別名 要害山城
標高414m 比高240m
主な遺構 土塁・石垣・堀切・横堀・畝状竪堀群
アクセス
石見銀山大森観光案内所前から谷間の道を南西に1kmほど進むと山吹城登山口の指示板がある。山頂まで良く整備された道が延びている。
山吹城は周防国の戦国大名大内氏が大森銀山防衛のために築いたとされる。享禄四年(1531)から約30年の間、石見の国衆小笠原氏と尼子・毛利の両氏が加わって銀山争奪の戦いを繰り返すが、永禄5年(1562)からは毛利の支配下に入った。江戸時代に入ると石見銀山は幕府領となり、山吹城は廃城となった。
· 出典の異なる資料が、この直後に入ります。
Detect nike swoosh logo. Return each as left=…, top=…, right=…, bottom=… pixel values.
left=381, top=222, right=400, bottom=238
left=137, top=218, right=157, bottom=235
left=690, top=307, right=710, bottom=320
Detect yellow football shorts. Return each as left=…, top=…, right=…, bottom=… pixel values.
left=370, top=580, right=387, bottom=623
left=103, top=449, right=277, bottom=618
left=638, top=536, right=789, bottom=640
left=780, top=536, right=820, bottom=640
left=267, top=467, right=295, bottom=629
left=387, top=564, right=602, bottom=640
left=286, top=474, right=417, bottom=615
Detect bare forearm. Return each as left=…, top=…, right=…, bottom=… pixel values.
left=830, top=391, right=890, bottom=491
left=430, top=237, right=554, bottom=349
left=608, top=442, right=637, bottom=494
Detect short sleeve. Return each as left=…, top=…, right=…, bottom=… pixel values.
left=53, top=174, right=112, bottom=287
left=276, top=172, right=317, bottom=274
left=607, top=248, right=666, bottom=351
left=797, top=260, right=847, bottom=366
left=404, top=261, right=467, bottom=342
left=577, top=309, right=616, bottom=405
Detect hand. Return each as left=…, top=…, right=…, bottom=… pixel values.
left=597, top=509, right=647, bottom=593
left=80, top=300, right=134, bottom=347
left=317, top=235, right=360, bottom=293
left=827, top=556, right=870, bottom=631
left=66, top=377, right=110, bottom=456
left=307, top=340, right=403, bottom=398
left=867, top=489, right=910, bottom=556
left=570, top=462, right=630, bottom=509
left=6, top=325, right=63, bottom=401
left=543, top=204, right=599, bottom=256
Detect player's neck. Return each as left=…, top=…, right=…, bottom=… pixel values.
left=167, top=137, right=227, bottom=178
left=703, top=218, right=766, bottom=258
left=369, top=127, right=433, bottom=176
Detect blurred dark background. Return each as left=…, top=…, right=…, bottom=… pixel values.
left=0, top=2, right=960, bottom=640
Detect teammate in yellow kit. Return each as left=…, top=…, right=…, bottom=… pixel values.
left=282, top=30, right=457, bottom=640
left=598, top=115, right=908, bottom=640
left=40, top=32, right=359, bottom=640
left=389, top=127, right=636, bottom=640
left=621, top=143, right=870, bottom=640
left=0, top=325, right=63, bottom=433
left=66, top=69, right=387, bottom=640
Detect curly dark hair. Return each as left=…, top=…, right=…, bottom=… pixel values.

山吹城はお椀を伏せたような形の山に載る。広々とした山頂部には塁線を直線的に整えた端正な曲輪が連なって、まるで近世の城を思わせる。その一方、比高240mに及ぶ山は中腹が急崖となっているから、難攻不落という言葉がぴったり当てはまる城となっている。
東麓からの登城路(案内図参照)は、前半は谷沿いにつけられているが、後半は尾根伝いの道で、鉄製の手すりとコンクリート製の板が設置された急階段となる(下写真)。その上、道の両脇は切れ落ちているから、足のすくむような険しい道となっている。このような状況だから本来の登城路もこの尾根にあったものと思われる。
この登城路が上の縄張り図4郭に上ってくる。攻め上る敵は側面にある5郭と、虎口部を正面から見下ろす位置にある3郭からの攻撃を受けることになるはずだ。
虎口をくぐった道は3郭へ、さらに石垣の築かれた2郭をへて1郭(主郭)へ向かう。1郭北辺には櫓台( a )があり、城壁には折も入って横矢の掛かる厳重な虎口となっている。
1郭南側の横堀( b )は幅10m、深さは1郭との間で5m。東端がふさがれ、ここが土橋となって下方の郭とを結ぶ通路となっていたようだ。中世山城で曲輪の切岸下に沿って築かれた横堀は、水平ではなく多少のアップダウンを伴うのだが、b の横堀は中世山城のものとは異質で、近世の城を思わせるものだ。
主郭南側で要となる曲輪が6郭で、主郭脇の通路によって2郭と繋がり、南下方の曲輪から上がってくる通路に虎口を開く。6郭脇のcは虎口脇を固める櫓台のようだ。
城の南側斜面は大規模な畝状竪堀群で覆われる。竪堀の数は合計21基。竪堀の上端には迎撃拠点となる帯曲輪があり、竪堀群の下端から発生する支尾根には堀切一基が刻まれていた。
竪堀群の築かれた所は、立木にすがらなければ立っていられない急斜面であり、国土地理院の地形図で等高線の間隔から斜面の傾斜を調べてみると、高度差:水平距離=60m:70m。間違いなく40度を超える急斜面だ。従って竪堀群を築くことによって防御を強化するというより、攻め寄せた敵軍に攻め上ることを諦めさせるためのものと言えそうだ。
いずれにしてもこの城に一旦籠城すれば、攻め手は力攻めで攻め落とすことは難しく、包囲して持久戦を選ぶしかなさそうだ。石見銀山の重要さを改めて感じさせる城となっている。
最後に一言。
山吹城が世界遺産に指定された時、恐らくきれいに整備されたのだろうと思うが、今回訪ねてみると、藪に覆われて遺跡を見て回ることが出来ない状態になっていた。植樹して木の数をもっと増やすことなど、関係者の方に是非検討をお願いしたい。